According to a report issued by the inspector general of the Department of Energy, guards at DOE laboratories earn overtime pay for using exercise equipment as part of union requirements.

Anita Roddick, owner and founder of The Body Shop, comments on her time spent in Cuba in Tatler, October 1993. The Body Shop, which has several hundred retail outlets world-wide, specializes in a variety of natural skin-care products. Company policy forbids the marketing of products that involve animal testing.

In Cuba, on the other hand, a simple bar of soap is bound to be quite scarce. One woman told a foreign journalist that she hadn't been able to wash her daughter properly for over two and a half months. As for animal rights, there are also reports that due to chronic food shortages, the number of cats and dogs in Havana has been dwindling.

Since the "special period" when Soviet investment was suddenly withdrawn, Cubans have lost an average of 20 pounds each. The fact itself reads like the stuff of propaganda. The reality was altogether different. What amazed me was how quickly you could fall in love with the economics of less. There are no ads, no billboards, no graffiti, no shops, no cars. People perch on the sea wall in couples, in groups, and talk. They are affectionate and caring, with a real sense of unity and an honest reverence for Fidel Castro.
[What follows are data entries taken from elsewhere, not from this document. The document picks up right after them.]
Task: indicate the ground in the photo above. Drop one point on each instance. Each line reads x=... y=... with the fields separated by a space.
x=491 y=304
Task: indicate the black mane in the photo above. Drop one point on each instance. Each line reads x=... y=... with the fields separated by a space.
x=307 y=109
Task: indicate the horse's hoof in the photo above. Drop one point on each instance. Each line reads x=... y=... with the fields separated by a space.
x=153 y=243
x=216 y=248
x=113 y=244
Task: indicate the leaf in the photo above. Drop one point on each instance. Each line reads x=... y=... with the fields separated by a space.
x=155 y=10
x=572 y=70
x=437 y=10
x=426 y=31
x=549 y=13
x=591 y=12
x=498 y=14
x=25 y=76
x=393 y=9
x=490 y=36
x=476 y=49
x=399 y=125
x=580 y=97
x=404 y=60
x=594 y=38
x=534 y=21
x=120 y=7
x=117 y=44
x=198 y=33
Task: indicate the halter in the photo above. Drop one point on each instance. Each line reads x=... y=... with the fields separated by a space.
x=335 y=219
Everybody seems to be working for public good rather than private greed. In the morning, I would see clusters of volunteers—government ministers, white- and blue-collar workers—heading out into the countryside to work in the fields. They all do it for 10 days each month.

The threat that Cuba poses to Western business interests is that it is a society that knows how to live without excess, without consumerism or commercialism. That is the revolution America fears. It has the best healthcare system in the world, with one doctor to every 196 citizens (the States manages a 1:405 ratio). It has almost 100-per-cent literacy. If a system that exists under such severe economic restraints can manage such achievements, there is surely a lot it can teach us.

One thing that really struck me was the enthusiasm of the foreign diplomats I encountered. One went so far as to mention Utopia. For myself, I felt there was no horizon I could not get above or beyond in Cuba. I remember with such affection waking up and thinking, "Here I am where I ought to be, because here I could belong."

[Ed.: Note that when people are impoverished in a capitalist economy, it is a vice, but in a socialist economy it is a virtue. Also ask yourself: if we had a 1:1 ratio of doctors to patients, what would that suggest about the quality of our health?]